Guantánamo sous l'administration Obama
Le 22 janvier 2009, soit deux jours après son investiture comme nouveau président des États-Unis, Barack Obama signe un décret présidentiel ordonnant la fermeture du camp. Cette mesure est censée être effective dans un délai d'un an, mais la fermeture pose en particulier des problèmes de nature juridique, comme le fait que des aveux ont été obtenus « sous contrainte », créant ainsi un vice de procédure, ce qui pourrait conduire la justice américaine à libérer des condamnés, dont Khalid Cheikh Mohammed qui a été jugé responsable des attentats du 11 septembre 2001. La prison de haute sécurité de la petite ville de Thomson dans l'Illinois, construite en 2001, mais dont les 2 800 cellules ne sont pas toutes remplies, doit être achetée par l'État fédéral. De nombreuses difficultés, tant politiques qu'administratives et juridiques, entravent la réalisation de la fermeture du camp de Guantánamo qui compte toujours 171 prisonniers en janvier 2012, soit 10 ans après son ouverture. Le Congrès bloque en effet tout transfert des détenus extra-judiciaires vers le système judiciaire fédéral américain, Ahmed Khalfan Gailani ayant été le seul à être jugé par une cour ; ne reste alors, comme possibilité de jugement, que les commissions militaires instaurées par l'administration Bush, mais seuls six cas ont été jugés .

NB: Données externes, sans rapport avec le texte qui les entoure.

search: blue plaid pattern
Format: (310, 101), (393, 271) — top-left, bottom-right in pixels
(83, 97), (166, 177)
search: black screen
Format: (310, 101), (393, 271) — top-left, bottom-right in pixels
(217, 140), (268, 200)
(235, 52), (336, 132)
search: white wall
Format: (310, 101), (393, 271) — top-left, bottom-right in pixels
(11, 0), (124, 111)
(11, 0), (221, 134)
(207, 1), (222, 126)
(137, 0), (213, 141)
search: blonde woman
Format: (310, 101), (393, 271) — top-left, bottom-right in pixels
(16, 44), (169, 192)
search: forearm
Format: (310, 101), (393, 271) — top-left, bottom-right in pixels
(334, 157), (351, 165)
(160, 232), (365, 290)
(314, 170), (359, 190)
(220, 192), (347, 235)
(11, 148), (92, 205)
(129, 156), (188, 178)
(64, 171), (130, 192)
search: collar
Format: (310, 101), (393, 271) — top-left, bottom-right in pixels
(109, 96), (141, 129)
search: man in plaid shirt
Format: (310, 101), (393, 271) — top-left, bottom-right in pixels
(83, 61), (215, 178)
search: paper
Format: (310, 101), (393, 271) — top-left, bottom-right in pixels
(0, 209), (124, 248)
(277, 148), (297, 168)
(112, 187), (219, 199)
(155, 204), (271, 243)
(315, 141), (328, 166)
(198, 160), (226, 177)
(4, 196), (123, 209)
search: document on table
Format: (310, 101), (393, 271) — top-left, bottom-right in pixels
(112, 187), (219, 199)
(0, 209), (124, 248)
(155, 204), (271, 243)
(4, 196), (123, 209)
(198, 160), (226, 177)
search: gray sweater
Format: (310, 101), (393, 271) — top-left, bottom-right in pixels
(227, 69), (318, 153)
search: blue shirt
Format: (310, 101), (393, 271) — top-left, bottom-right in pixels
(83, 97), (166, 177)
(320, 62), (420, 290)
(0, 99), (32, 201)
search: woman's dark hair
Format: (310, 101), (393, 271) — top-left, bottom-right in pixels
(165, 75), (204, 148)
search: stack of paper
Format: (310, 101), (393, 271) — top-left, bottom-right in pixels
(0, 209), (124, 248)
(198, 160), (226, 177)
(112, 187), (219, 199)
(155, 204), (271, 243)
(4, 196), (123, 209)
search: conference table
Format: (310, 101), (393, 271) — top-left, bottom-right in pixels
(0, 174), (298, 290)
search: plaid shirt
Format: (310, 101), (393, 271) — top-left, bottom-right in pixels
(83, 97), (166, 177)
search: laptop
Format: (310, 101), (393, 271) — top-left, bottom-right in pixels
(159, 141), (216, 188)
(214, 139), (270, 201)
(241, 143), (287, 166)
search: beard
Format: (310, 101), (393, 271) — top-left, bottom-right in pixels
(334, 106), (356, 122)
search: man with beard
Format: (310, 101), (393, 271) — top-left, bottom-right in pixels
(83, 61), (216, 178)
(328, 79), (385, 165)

Néanmoins, fin janvier 2009, un juge militaire siégeant à l'une des commissions militaires de Guantánamo, institués par le Military Commission Act de 2002 afin de pouvoir juger hors du système judiciaire fédéral les détenus de Guantánamo, refusa d'obtempérer aux directives de l'administration Obama, qui requièrent la suspension des procès militaires jusqu'à nouvel ordre. Aussi, le juge militaire en chef à Guantánamo, le colonel James Pohl (en), décida que le procès d'Abd al-Rahim al-Nashiri, accusé d'avoir organisé l'attentat-suicide d'octobre 2000, au Yémen, contre le navire de guerre USS Cole, se poursuivrait.
Al-Nashiri est l'un des trois détenus, avec Khalid Shaikh Mohammed et Abou Zoubaydah, qui ont été reconnus avoir été soumis à la torture par l'eau (waterboarding), par le directeur de la CIA, Michael Hayden, le 6 février 2008. Al-Nashiri fut transféré à Guantánamo fin 2006, puis accusé en décembre 2008 par une commission militaire.
Devant l'opposition du Congrès, dominé par les républicains, à ce que les détenus extra-judiciaires de Guantánamo soient jugés devant des juridictions fédérales, en partie en raison de la possibilité que ce dernier déclare nulles et non avenues les « preuves » obtenues sous la torture et libère par conséquent les détenus, Obama a été confronté à l'impossibilité de fermer Guantánamo. Ahmed Khalfan Gailani fut ainsi le seul à être transféré devant la justice fédérale, qui le condamna à la perpétuité pour avoir participé à l'organisation des attentats de Nairobi et Dar-es-Salaam en 1998. En conséquence, le président Obama tenta de libérer les détenus jugés les moins « dangereux » en passant des accords avec d'autres pays, notamment européens, où ceux-ci obtinrent le statut étrange d'asile sous surveillance. Par ailleurs, les procès devant les commissions militaires furent rétablis. Seuls six détenus furent cependant jugés devant celles-ci. En février 2012, Majid Khan, seul détenu à posséder un titre de séjour américain, acceptait de plaider coupable devant une telle commission, affirmant avoir rencontré à Karachi Khalid Shaikh Mohammed.